DEAR MISS MANNERS: A brother whom I love is planning his wedding in a religious ceremony I disagree with. Is there a way to honor him and his bride while in no way implying I endorse the religious ceremony?
I seem to remember reading in the past about standing when they proceed up and down the aisle but sitting through everything else. (Although I also heartily disapprove of the father "giving" his daughter away so would choke on the walk up the aisle.) Or I've thought of skipping the wedding ceremony and attending the reception.
Sometimes I remind myself that this is their day and it may not matter to anyone else what I choose to do. However, over the last couple years, I've been making tremendous progress in thinking about what I believe in and acting on it. I do not want to make a scene but I do want to be true to myself.
GENTLE READER: Then you should not attend if you don't approve of the bridesmaids' dresses. And stay away from the reception if you haven't been given approval rights over the flavor of the wedding cake.
Where did you get the vainglorious idea that your presence at your brother's wedding would constitute putting your seal of approval on any theological or social ritual involved? You are not there as a judge, but as a witness. Anything you do to show disapproval, including boycotting the ceremony, will only symbolize disapproval of your brother or of his bride.
Miss Manners has learned to be wary of those who declare too roundly that they are true to themselves. Too often it turns out to be at the expense of decencies toward others.
DEAR MISS MANNERS: My friends and I often attend springtime home and garden tours put on by various neighborhood and historic preservation groups.
On many of these tours, we find ourselves trying to exit from a house after touring it and are unable to do so as we open the door and large numbers of folks keep entering -- showing no pause in relenting to let us exit. The same happens when we are at an upstairs level attempting to descend on often-narrow staircases that only allow one-way traffic. The person at the top is stuck as one person after another comes up and never glances up to see if anyone would like to come down.
I've also run into this problem during large parties at private homes and at open-house real-estate showings. My instinct is that the person wanting to exit or descend has the right-of-way, but this is obviously not the general instinct, as people continue to barge in or pile up the stairs as those stranded at the top landing or just inside the door stand helplessly back against the throng, creating ever more of a crowd inside.

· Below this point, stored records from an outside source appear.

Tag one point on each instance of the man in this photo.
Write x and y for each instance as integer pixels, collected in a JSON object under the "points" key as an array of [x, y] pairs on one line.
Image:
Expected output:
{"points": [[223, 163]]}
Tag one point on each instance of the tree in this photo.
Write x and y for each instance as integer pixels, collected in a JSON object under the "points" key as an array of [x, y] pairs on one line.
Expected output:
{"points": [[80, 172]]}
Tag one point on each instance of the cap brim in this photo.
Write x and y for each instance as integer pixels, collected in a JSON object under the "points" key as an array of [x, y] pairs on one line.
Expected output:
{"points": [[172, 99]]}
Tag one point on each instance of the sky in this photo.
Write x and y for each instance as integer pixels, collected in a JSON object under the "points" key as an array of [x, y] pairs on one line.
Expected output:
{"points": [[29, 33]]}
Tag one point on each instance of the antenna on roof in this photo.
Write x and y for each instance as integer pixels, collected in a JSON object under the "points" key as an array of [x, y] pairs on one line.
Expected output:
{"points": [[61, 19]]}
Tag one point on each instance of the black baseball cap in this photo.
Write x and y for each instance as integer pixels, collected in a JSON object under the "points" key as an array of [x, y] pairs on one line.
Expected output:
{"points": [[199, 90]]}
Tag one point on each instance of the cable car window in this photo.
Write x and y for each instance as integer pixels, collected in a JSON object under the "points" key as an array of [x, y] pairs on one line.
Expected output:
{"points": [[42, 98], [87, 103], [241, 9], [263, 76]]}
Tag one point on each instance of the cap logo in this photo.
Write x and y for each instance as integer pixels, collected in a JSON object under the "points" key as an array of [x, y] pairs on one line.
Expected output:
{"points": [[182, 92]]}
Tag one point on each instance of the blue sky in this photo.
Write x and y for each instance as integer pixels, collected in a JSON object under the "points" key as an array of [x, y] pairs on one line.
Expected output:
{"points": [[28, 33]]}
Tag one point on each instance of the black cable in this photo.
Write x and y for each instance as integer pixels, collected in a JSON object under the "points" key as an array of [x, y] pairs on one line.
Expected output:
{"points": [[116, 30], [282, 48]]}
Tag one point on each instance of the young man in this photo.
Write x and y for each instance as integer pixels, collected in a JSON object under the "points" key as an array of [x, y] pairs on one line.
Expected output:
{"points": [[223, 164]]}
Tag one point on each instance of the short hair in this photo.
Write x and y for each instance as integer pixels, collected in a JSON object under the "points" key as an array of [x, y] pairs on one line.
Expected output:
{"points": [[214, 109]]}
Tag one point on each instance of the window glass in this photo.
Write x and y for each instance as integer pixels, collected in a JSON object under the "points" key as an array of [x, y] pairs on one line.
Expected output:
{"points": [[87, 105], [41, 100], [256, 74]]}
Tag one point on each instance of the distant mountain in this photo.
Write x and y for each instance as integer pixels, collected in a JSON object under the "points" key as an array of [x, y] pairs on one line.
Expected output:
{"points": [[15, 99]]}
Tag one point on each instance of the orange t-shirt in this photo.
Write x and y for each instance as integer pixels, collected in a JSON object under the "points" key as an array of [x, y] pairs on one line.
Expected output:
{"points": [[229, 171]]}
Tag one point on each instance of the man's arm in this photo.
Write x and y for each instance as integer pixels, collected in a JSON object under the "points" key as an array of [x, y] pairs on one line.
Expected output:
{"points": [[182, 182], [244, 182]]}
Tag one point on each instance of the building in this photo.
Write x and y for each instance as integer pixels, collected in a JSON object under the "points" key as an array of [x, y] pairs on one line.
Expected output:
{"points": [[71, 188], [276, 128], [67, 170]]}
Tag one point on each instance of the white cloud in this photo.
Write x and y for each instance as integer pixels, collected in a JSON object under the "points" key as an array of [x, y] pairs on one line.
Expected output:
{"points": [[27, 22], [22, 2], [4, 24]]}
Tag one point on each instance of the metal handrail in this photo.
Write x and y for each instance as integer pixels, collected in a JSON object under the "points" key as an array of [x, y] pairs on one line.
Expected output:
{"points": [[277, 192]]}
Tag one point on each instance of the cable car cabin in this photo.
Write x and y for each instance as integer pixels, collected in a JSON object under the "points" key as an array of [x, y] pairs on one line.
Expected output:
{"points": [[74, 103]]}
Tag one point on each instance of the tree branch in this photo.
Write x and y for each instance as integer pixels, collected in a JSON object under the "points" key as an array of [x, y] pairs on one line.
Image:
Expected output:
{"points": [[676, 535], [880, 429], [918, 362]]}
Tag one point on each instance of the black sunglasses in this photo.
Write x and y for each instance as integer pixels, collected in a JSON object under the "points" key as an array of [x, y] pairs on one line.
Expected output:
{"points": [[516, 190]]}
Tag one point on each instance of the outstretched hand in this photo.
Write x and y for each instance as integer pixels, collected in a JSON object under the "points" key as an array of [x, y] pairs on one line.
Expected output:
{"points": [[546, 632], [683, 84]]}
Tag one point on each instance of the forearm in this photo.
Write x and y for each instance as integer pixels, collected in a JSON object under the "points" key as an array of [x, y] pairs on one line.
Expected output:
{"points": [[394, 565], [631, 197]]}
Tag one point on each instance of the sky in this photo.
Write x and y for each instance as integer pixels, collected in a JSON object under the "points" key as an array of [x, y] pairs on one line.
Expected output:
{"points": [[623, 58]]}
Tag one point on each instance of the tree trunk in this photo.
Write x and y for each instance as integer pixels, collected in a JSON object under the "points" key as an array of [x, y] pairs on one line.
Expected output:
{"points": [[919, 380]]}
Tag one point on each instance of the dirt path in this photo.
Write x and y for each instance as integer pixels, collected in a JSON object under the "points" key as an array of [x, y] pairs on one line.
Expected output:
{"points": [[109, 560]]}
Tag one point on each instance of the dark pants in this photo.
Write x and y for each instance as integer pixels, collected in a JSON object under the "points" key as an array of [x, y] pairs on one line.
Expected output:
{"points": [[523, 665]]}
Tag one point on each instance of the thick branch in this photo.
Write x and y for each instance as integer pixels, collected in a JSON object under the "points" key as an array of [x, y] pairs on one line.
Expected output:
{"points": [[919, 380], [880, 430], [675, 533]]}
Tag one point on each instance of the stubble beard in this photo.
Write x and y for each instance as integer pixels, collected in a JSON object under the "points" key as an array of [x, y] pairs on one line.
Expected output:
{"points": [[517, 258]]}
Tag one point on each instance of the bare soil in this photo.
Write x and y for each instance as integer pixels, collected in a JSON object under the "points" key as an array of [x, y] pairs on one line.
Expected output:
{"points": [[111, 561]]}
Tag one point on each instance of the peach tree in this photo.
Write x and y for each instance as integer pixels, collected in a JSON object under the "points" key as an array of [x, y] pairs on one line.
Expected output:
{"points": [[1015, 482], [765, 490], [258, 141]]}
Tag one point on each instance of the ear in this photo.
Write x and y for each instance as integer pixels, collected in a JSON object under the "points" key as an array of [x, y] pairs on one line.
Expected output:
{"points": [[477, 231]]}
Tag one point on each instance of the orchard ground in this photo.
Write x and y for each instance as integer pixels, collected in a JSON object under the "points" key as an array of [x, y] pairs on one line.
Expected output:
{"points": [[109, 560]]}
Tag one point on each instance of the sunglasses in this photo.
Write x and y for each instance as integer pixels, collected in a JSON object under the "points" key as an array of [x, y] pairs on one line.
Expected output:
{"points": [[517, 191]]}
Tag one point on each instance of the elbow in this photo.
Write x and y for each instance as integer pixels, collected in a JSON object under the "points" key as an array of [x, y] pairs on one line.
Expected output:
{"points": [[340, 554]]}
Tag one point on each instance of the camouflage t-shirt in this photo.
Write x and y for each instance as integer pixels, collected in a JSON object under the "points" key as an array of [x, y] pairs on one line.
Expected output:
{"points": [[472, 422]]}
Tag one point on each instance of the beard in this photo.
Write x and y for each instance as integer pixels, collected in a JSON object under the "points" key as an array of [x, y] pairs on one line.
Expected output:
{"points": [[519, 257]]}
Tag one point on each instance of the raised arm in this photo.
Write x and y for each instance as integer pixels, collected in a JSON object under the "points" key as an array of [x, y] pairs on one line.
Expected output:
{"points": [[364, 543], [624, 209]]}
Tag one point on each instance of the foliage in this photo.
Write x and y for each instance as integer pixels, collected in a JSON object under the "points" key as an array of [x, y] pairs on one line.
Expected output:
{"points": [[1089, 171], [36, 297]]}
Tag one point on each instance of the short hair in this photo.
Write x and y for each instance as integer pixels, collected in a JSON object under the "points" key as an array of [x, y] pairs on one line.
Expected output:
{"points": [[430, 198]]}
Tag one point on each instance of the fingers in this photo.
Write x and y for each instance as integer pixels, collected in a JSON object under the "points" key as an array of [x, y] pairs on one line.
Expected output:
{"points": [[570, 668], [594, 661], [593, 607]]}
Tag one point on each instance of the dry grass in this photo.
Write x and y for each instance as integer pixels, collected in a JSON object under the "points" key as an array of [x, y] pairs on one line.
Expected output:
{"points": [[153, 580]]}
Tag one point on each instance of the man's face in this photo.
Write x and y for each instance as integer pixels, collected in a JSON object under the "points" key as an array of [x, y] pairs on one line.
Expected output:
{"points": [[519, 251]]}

What is the appropriate procedure?
GENTLE READER: Let's assume that those entering don't see that there are people at the top. Miss Manners doesn't believe it, either, having encountered those people while she was trying to get off a bus, but let's assume it. To enlighten them, you tell them, "Coming out, please. Let us get out of your way so you'll have room to get through."
Then you stand helplessly back as they barge through anyway.